Hilltop Views: When you think of your time here spent at St. Edward’s University, what is one of the most remarkable memories you have?
Lunning: In 2005, the year of Hurricane Katrina, we did a play about the career of Cesar Chavez called “Cesar and Ruben.” We came to do this play because of Brother Gerald Muller. I was appointed Artistic Director of the theater and Brother Gerald called to me from across campus and he said, “You call Ed Begley Jr. He’s got a play for you.” The emotional part is that in the first weekend of the play, 100 people from the Valley, all members of the United Farm Worker’s Union, had t-shirts made and everything. Then we got in contact with University Advancement and we had to move the opening up three days so that we could have a gala event that benefited the CAMP program. We raised $40,000. So that’s the event. It has all those strands to it.
Hilltop Views: You have a lot of varied interests. From academic interests to thespianism to being a teacher and professor. How have these passions made you who you are?
Lunning: Let me start with teaching. When I finished my graduate program, the usual path is to go out and find some sort of work in the performing field. And I did that. I interviewed with agents. Agents sent me on auditions. I auditioned for productions. I was cast in a play, I got connected with a temporary agency and I even got an extra job on a soap opera. And so in the space of six months all of this good stuff happened, but I wasn’t feeling very good. Part of my psychological make up, I was not equipped to handle constant rejection because for every 20 auditions you get, you get positive feedback for maybe one performance.

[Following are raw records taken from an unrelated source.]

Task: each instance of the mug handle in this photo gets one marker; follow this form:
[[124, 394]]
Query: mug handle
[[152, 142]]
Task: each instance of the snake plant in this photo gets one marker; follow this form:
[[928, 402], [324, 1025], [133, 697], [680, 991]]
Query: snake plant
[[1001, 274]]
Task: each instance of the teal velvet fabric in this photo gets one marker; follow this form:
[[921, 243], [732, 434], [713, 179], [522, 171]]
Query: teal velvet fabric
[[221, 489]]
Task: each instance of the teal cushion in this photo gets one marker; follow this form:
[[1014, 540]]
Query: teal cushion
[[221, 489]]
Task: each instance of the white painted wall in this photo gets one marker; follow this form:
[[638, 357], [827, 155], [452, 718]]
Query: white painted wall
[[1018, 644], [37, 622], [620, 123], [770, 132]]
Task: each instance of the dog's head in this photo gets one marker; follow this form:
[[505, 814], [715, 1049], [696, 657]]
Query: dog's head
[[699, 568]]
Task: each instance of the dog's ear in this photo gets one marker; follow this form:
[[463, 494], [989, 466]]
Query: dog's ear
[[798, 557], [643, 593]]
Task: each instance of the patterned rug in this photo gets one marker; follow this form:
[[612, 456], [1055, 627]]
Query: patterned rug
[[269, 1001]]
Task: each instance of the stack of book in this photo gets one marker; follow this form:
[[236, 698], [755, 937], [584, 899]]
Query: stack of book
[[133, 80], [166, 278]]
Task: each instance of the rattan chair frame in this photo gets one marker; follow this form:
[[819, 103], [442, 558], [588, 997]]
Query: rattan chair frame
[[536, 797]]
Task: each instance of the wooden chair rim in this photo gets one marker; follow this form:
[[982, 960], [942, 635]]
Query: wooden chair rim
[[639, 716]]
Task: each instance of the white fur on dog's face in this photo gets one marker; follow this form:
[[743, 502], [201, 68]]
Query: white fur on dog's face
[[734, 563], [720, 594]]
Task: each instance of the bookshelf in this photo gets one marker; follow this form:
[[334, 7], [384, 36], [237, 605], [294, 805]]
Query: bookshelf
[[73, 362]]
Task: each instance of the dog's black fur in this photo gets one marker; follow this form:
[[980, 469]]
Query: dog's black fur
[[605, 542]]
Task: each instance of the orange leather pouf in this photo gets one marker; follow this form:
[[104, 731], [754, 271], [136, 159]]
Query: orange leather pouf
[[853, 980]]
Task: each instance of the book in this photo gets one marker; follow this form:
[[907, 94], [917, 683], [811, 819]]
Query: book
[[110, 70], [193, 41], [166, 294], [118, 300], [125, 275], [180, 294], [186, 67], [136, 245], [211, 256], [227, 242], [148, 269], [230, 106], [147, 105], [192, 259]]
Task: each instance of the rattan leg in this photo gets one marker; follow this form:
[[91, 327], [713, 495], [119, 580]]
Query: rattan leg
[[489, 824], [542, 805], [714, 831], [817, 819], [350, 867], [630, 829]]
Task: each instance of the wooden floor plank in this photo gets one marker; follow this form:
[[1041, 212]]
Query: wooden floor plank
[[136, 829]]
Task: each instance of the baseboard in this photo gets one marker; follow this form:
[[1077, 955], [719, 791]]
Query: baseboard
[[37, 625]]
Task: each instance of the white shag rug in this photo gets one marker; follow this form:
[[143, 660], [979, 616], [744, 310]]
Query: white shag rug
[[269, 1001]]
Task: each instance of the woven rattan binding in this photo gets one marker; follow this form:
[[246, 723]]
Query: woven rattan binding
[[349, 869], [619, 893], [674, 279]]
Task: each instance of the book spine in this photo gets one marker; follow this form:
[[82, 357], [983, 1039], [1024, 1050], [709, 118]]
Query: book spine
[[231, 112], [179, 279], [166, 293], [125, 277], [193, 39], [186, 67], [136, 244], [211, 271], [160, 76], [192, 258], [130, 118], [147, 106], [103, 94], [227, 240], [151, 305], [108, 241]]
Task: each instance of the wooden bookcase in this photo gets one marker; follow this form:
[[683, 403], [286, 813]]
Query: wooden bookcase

I also wanted to go back home and work at a summer theater that I had worked at for five years before. Then a friend of mine got married and suggested I interview at the high school where he was working. I interviewed and I was hired. So I had a choice. Do I go back to New York City or do I take this teaching job? Of course, a teaching job is convenient because it’s steady and a paycheck comes every month. And it paid more than clerking for the temporary agency.
So I started teaching, and my first semester of teaching was really tough. I had all kinds of training as a performer, but no training as a teacher. I was having to make it up as I went along based on how I had been taught in high school, which was not always successful. But then I hung on and second semester was the absolute opposite. It was a 180 degree turnaround. I found a groove and then I got connected to the community where the high school was.
I started doing community theater there and I also had a chance to do music, which I hadn’t had a chance to do while I was in New York. That turned into a 13 year stint as an English/speech/theater teacher. And I started to gain real satisfaction from working with students. And I got satisfaction from the connections in the community, through theater and music. That’s what turned into a career.
Then I moved to Austin and taught for two years in a private school and for six years in the public school system and started getting connected in the Austin theater community.
Hilltop Views: With all these experiences in mind, what would be your final words of wisdom to students, administrative staff and faculty before you retire?
Lunning: President Dr. George Martin is really good at articulating the important accomplishments of all branches of the University and expressing how St. Edward’s really is a special place. It’s special in the physical sense, a pleasant spot on the hilltop. It’s special in the way faculty and staff work together to support students. It’s special in the extraordinary accomplishments of students. My hope would be that people keep the mission firmly in mind and continue to work to achieve that mission.